Customer experience and satisfaction IS Apple's business, everything they do is the product of that.

Apple stores are probably the most successful retail business in history. Pinching a few pennies to compromise this, thus making for a worse customer experience, is horribly shortsighted. Their retail is insanely successful, customers love it, and you're already making money hand over fist, so why mess with a winning formula?

Cook and Co sounds like they're backpedaling but I'm certain that they'll try to compromise on retail again. Its the first time I've made this complaint, but this would never have happened under Steve Jobs.




RE: Huge mistake
By darkhawk1980 on 8/29/2012 7:37:22 AM , Rating: 2
I'm not surprised this is happening. Consider how their rivals are now catching up (or beating them) in market share now. The only way to make those profits increase is to cut the retail stores back.

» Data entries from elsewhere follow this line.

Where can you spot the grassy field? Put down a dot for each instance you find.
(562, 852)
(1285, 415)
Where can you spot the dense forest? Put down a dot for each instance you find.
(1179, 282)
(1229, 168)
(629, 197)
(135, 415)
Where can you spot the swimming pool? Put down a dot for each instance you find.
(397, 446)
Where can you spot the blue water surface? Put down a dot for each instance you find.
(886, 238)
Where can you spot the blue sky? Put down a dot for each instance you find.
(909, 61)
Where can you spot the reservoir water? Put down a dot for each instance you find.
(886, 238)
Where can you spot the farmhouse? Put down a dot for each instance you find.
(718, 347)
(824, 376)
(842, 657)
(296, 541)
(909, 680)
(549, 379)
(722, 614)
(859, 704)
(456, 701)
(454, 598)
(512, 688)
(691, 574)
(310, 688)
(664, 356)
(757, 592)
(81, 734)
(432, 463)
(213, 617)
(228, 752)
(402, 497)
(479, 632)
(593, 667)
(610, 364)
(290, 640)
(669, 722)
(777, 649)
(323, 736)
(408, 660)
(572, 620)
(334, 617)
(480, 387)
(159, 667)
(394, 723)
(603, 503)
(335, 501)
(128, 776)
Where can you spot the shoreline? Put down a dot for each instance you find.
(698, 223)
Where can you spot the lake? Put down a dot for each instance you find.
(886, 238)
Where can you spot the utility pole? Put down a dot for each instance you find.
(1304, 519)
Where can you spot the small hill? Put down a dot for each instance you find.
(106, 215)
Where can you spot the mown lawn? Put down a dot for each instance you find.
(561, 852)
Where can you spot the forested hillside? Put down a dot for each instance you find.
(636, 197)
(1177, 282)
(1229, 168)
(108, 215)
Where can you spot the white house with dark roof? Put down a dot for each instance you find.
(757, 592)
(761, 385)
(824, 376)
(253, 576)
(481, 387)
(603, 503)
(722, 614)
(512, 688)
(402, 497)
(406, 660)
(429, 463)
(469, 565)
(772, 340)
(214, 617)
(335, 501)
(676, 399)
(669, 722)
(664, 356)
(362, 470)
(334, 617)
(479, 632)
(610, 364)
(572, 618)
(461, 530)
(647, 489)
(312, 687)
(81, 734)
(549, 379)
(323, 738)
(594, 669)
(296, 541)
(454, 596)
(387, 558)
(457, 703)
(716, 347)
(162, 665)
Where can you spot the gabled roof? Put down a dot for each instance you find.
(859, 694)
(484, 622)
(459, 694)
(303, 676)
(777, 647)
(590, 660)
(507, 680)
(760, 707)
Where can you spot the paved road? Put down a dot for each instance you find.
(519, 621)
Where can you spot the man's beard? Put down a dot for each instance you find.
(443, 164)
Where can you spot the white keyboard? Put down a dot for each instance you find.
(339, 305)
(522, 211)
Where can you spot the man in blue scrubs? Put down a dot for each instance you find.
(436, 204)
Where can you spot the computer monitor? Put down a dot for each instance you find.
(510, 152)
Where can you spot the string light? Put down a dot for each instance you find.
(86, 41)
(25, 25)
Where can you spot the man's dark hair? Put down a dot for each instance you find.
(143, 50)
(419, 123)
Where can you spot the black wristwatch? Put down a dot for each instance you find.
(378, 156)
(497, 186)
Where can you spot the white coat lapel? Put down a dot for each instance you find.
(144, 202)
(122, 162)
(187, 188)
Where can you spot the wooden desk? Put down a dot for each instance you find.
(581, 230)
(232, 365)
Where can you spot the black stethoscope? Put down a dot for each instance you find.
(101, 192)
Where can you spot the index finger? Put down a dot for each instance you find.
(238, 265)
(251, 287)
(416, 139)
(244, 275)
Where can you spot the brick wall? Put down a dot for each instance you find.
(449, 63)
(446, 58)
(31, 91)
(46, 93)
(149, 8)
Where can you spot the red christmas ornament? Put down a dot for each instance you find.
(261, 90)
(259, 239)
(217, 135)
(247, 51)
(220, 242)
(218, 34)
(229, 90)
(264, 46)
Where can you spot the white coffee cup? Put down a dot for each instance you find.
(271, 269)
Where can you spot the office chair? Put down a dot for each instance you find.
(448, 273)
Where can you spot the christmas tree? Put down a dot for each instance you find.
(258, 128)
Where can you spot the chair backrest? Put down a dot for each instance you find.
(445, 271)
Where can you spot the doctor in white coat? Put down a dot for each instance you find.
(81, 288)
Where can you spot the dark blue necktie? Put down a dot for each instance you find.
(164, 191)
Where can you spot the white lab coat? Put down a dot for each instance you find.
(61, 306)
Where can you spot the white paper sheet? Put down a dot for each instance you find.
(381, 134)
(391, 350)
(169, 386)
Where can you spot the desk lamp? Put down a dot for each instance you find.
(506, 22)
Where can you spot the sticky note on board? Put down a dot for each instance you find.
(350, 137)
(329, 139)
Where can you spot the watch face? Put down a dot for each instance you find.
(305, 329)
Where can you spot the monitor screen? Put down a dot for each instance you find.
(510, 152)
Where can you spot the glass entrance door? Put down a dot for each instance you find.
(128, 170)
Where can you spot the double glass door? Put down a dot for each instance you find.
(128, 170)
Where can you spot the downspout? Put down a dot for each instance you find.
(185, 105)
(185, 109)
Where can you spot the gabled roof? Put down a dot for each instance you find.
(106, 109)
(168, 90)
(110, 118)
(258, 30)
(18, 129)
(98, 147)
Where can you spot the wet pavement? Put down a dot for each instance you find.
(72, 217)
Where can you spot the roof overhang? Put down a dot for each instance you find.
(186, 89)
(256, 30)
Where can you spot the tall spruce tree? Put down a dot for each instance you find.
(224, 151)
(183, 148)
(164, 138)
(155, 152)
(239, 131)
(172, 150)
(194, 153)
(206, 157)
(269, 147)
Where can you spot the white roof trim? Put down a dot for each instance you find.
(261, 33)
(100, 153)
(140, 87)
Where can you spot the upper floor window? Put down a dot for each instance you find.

Good for them, this is the beginning of the downfall for them. Once customers start getting pissed off that they aren't getting good service on their 'high quality, over priced' goods, they'll realize paying half the price for the same thing is actually a good idea, even if it has Android on it.


RE: Huge mistake
By TakinYourPoints on 8/29/2012 3:17:46 PM , Rating: 2
Your argument is based on the idea that Apple's profits are declining. Their profits and sales figures are rising faster than anywhere else in the industry. The iPhone by itself makes more money than Microsoft Office and Windows combined. The growth of Android phones hasn't been at the expense of the iPhone, both are selling more units as the market continues to expand.

RIM and Windows Phone have been the main casualties so far, and even among Android handsets you're seeing a dominant player emerge, Samsung, while HTC and Motorola see stagnating or declining sales.

"Half the price for the same thing" is also false, given that something like a Galaxy S3 costs the same as something like an iPhone 4S (and soon iPhone 5) with or without a contract.